Sediment to Solutions at Work Today
The ongoing need to dredge to maintain safe passage for vessels making their way through the navigation channels means MPA must continually plan for placement opportunities. Since finding new placement capacity is challenging, MPA has been channeling innovations to efficiently manage dredged material.
How Can Dredged Material Be Safely Used?
The wide range of applications for dredged material includes:
Restoration of eroded wetlands
Working in partnership with stakeholders, MPA is building the future of dredged material management in Maryland to include a diverse portfolio of placement sites and reuse opportunities. Innovative Reuse, Beneficial Use, and Confined Aquatic Disposal are the newest parts of this portfolio, currently being implemented through new studies, pilot programs, and habitat restoration projects.

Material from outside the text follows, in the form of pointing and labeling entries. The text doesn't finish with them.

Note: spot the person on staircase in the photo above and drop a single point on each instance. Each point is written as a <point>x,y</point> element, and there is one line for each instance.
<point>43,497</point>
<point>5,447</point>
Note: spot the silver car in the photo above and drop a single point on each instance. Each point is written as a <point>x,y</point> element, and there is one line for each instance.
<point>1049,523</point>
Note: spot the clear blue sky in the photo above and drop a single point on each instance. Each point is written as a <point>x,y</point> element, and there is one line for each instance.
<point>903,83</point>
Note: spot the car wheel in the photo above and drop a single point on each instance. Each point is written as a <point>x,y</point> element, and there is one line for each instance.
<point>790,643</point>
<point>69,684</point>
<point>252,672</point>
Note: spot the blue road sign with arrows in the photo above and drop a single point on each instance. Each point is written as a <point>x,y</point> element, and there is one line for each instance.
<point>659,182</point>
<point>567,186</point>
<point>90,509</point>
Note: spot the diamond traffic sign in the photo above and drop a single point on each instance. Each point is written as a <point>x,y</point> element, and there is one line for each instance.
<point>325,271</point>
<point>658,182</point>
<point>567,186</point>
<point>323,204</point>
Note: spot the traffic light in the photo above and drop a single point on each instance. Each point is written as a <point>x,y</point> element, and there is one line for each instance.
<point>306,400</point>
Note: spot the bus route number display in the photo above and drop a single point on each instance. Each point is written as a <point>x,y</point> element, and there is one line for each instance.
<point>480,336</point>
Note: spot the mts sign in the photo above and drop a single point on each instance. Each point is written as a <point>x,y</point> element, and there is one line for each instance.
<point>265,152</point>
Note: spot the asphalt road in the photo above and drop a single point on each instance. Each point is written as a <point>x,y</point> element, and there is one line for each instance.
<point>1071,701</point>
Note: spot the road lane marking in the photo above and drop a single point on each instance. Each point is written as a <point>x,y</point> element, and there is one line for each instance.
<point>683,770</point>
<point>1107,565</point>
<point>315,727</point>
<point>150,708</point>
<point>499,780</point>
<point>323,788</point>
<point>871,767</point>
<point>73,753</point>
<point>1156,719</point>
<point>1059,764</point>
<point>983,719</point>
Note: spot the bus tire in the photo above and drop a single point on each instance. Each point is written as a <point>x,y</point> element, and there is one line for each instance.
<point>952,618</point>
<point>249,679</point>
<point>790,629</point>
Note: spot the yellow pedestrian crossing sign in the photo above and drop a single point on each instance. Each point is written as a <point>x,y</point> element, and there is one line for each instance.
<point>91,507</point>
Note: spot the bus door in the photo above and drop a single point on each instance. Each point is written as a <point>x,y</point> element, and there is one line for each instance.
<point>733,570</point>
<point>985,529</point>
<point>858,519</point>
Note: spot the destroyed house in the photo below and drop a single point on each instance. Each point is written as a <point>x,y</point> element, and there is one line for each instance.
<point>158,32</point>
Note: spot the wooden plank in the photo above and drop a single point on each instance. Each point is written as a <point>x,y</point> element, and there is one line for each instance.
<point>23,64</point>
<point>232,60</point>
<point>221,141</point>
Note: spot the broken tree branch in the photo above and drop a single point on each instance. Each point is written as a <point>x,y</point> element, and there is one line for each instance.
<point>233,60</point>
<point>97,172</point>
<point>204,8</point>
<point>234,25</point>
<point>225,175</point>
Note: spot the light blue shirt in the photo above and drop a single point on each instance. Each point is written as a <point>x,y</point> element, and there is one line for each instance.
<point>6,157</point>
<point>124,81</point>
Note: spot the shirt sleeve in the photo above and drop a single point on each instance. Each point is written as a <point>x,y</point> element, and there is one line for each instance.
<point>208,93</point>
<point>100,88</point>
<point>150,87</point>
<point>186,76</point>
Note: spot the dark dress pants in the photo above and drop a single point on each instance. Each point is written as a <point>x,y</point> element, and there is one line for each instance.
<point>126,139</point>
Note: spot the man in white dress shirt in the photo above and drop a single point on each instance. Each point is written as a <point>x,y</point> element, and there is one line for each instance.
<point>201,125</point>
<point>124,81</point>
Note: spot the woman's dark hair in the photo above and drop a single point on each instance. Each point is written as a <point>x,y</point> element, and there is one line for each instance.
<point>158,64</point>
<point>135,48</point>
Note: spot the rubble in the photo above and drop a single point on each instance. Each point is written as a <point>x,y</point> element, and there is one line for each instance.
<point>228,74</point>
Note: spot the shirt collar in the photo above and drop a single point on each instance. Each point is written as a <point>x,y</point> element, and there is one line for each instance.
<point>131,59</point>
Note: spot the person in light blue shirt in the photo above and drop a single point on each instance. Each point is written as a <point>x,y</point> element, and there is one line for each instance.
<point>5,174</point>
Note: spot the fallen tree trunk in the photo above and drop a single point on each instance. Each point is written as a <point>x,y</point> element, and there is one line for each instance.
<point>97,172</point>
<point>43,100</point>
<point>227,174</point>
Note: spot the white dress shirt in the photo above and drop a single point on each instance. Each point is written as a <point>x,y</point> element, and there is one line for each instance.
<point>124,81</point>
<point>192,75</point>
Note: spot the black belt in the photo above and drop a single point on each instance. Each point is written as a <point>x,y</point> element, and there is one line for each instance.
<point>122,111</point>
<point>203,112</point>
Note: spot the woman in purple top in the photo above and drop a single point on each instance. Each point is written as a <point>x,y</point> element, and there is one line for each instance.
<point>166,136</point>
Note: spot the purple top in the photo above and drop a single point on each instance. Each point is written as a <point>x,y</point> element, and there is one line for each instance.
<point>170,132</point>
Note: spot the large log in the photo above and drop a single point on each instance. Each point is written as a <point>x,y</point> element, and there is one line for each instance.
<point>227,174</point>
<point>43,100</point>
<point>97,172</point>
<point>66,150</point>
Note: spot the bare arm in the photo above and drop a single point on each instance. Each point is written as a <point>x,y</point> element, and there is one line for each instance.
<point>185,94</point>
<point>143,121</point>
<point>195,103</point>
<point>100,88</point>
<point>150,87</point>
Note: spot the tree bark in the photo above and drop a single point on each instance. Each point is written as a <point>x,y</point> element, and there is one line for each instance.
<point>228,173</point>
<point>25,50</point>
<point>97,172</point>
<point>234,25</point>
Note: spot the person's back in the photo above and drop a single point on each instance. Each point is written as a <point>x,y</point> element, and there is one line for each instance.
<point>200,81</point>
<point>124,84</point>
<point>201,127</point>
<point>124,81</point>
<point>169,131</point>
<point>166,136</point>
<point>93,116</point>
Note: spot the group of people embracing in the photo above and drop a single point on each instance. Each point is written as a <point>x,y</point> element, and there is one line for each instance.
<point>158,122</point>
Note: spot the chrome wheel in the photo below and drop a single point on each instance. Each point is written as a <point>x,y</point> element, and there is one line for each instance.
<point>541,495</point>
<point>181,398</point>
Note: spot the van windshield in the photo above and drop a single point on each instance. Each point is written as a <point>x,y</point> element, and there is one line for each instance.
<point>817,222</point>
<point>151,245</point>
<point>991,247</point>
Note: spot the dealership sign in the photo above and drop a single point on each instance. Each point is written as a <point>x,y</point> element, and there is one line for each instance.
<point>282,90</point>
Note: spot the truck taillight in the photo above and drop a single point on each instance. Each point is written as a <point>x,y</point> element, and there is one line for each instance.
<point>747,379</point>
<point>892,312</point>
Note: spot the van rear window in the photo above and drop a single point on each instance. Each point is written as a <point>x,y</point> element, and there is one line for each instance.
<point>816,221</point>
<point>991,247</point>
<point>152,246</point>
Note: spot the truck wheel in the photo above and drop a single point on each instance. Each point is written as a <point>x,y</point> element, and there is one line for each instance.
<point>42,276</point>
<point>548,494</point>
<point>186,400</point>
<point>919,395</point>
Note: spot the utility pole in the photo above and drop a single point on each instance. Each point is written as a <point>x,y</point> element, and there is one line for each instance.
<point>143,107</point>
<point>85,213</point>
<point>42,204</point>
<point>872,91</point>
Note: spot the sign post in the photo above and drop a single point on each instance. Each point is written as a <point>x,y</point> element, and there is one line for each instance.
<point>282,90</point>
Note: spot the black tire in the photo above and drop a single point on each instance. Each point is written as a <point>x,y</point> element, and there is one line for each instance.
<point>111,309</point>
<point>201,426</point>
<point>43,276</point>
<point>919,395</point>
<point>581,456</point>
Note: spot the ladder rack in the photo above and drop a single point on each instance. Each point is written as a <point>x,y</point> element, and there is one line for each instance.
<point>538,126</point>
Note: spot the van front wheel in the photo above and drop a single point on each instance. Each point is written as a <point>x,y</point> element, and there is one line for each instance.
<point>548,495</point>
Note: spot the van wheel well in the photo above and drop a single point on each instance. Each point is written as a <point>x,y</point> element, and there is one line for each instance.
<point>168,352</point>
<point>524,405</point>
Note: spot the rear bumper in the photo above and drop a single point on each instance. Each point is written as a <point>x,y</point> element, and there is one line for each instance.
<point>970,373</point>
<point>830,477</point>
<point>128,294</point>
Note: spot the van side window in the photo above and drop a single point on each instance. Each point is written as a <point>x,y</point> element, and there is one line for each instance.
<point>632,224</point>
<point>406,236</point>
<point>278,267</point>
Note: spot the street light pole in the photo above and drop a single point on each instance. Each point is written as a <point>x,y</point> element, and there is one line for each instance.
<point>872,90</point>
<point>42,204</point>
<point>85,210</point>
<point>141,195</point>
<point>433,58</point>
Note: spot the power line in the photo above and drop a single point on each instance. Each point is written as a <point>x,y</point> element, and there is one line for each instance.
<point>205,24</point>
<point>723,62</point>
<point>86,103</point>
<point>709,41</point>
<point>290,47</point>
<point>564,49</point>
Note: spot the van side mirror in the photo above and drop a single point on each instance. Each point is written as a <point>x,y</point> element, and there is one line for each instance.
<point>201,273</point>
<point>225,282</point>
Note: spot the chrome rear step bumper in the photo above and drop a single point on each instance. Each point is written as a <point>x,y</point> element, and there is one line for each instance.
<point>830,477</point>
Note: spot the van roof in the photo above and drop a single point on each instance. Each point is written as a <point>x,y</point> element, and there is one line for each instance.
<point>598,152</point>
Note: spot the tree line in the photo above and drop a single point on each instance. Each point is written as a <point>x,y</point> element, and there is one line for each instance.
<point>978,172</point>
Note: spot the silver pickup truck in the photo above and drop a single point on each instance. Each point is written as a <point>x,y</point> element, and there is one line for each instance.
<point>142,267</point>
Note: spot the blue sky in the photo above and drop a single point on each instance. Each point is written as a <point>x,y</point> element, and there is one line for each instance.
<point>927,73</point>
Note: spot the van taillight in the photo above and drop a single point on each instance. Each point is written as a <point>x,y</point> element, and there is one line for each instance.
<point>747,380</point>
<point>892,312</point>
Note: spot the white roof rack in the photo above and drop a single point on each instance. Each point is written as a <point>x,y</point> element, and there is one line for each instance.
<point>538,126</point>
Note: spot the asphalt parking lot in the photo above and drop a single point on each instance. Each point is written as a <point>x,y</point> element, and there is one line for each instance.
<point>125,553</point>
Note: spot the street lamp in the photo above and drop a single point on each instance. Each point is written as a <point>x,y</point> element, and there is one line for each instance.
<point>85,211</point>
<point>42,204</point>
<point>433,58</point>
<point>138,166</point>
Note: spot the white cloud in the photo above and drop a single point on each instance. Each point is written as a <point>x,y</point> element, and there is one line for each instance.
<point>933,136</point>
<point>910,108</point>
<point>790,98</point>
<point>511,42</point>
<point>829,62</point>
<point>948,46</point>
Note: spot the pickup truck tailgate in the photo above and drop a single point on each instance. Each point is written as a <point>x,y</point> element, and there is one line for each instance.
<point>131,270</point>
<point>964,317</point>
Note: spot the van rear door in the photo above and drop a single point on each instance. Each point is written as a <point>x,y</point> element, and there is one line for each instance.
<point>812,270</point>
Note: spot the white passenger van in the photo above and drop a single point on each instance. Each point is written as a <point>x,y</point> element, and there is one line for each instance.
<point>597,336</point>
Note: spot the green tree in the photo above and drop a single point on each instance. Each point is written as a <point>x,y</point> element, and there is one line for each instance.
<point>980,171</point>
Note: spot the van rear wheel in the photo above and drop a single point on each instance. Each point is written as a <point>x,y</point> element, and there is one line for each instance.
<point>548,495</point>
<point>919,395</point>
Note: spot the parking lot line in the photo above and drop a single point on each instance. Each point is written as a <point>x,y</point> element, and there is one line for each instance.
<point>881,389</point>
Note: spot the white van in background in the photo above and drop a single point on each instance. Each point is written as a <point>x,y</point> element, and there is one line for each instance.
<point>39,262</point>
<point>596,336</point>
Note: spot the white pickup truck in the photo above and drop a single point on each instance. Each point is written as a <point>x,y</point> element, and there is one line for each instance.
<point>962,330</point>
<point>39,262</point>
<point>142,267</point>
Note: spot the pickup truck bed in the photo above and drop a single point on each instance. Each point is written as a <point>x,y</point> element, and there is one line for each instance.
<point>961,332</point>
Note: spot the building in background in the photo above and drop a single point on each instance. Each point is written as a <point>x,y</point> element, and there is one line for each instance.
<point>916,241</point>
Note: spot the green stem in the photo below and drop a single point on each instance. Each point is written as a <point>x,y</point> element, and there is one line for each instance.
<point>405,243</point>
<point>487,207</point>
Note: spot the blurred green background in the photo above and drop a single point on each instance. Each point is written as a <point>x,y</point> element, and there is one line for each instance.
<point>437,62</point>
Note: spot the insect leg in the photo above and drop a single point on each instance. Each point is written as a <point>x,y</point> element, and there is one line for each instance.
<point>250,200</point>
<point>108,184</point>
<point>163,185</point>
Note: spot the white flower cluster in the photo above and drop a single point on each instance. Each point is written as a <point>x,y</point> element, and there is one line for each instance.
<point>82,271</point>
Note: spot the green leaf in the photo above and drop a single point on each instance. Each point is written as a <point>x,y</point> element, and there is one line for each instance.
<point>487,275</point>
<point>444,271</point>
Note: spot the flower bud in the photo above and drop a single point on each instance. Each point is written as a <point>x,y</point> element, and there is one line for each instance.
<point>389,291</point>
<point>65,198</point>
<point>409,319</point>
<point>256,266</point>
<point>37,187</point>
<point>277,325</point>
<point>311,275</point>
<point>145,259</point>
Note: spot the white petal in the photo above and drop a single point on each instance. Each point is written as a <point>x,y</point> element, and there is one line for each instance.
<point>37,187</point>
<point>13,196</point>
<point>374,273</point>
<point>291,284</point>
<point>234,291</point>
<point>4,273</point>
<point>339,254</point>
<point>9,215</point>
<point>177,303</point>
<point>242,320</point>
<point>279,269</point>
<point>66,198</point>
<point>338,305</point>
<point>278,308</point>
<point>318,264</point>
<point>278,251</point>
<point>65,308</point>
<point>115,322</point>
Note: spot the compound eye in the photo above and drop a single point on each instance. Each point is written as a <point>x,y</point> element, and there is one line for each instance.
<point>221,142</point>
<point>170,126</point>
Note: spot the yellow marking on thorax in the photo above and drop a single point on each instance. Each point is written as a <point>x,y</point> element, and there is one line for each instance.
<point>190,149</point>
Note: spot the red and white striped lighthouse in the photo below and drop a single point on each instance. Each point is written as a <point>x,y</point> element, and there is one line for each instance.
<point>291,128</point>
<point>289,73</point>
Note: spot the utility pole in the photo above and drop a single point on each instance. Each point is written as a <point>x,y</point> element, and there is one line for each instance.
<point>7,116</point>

Maryland’s Dredged Material Management Act of 2001 defines Innovative Reuse as using dredged material in the development or manufacturing of commercial, industrial, horticultural, agricultural, or other products. MPA has been working with a variety of organizations to develop new uses for dredged material and have identified some exciting new opportunities.
Maryland’s Dredged Material Management Act of 2001 defines beneficial use as using dredged material in Chesapeake Bay or tributary waters for things like the restoration of underwater grasses, island restoration, stabilization of eroding shorelines, the creation or restoration of wetlands, and the creation, restoration, or enhancement of fish or shellfish habitats. Explore how MPA is implementing Beneficial Use techniques today.
Confined Aquatic Disposal (CAD)
Finding new locations for dredged material placement sites in the Baltimore region is a challenge, and the Port is required to have a forward-looking 20-year plan. Confined Aquatic Disposal, or CAD, is a technique that MPA is exploring that has been used successfully by other ports in the country where dredged material is placed and contained underwater.